To shed light on the properties of the inner Milky Way (MW) stars, a myriad of photometric and spectroscopic surveys have targeted this area, mainly focusing on the bulge (e.g. VVV/VVVX, Minniti et al. 2010; Saito et al. 2024; OGLE IV, Udalski et al. 2015; BRAVA, Rich et al. 2007; ARGOS, Freeman et al. 2013; GIBS, Zoccali et al. 2014; APOGEE, Majewski et al. 2017). The results from these works show that the inner Galaxy is much more complicated than previously thought. For instance, the prevailing view of the bulge being predominantly old is evolving as our understanding of the bulge stellar populations advances.

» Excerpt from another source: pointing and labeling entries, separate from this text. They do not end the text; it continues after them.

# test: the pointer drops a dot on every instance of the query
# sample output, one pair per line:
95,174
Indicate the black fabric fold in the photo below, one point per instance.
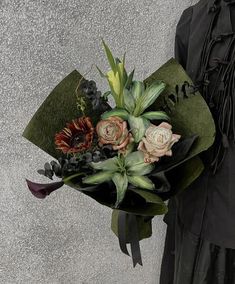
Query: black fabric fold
128,222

Early works that computed ages for the bulge stars suggest that it is eminently old, composed of stars older than 10 Gyr (e.g. Zoccali et al. 2003; Clarkson et al. 2011; Barbuy et al. 2018; Renzini et al. 2018; Bernard et al. 2018). However, other evidence indicates that, together with this old population, young and intermediate-age stars are also present (van Loon et al. 2003; Bensby et al. 2013; Catchpole et al. 2016; Bensby et al. 2017). Especially interesting is the discontinuous age distribution found by Bensby et al. (2017), who determined that more than 35% of the stars they analysed were younger than 8 Gyr; this suggests there were several episodes of star formation. On the other hand, Hasselquist et al. (2020), despite finding some evidence favouring the existence of an intermediate-age stellar population (2 to 5 Gyr, mainly metal-rich stars), still conclude that most of the bulge populations are older than 8 Gyr. Fortunately, there are strategies to circumvent the inherent difficulties of studying the inner Galaxy, by focusing on the solar neighbourhood.
Galaxies, including our own, are evolving entities, with stars moving across them. In fact, the mixture of stellar ages and metallicities observed in the solar vicinity (e.g. Carlberg et al. 1985; Edvardsson et al. 1993; Feltzing et al. 2001; Bergemann et al. 2014) can only be explained if stellar radial migration is taken into account (e.g. Sánchez-Blázquez et al. 2009; Schönrich & Binney 2009; Roškar et al. 2012; Pilkington et al. 2012; Halle et al. 2015). In particular, non-axisymmetric structures such as bars and spirals are natural re-distributors of angular momentum and, thus, of stars from and to the inner Galaxy (Minchev & Famaey 2010; Minchev et al. 2018; Haywood et al. 2024a). As a consequence of this radial migration, stars originally born in the inner Galaxy are now located in the solar vicinity (e.g. Hayden et al. 2015, 2018; Dantas et al. 2023; Nepal et al. 2024), where they can be studied in more detail thanks to their closeness. In particular, we can obtain photometric and spectroscopic data of main sequence and subgiant branch stars, which are key for age derivations. Therefore, the study of stars that migrated from the inner Galaxy to the solar neighbourhood opens a new window into the Galactic inner parts.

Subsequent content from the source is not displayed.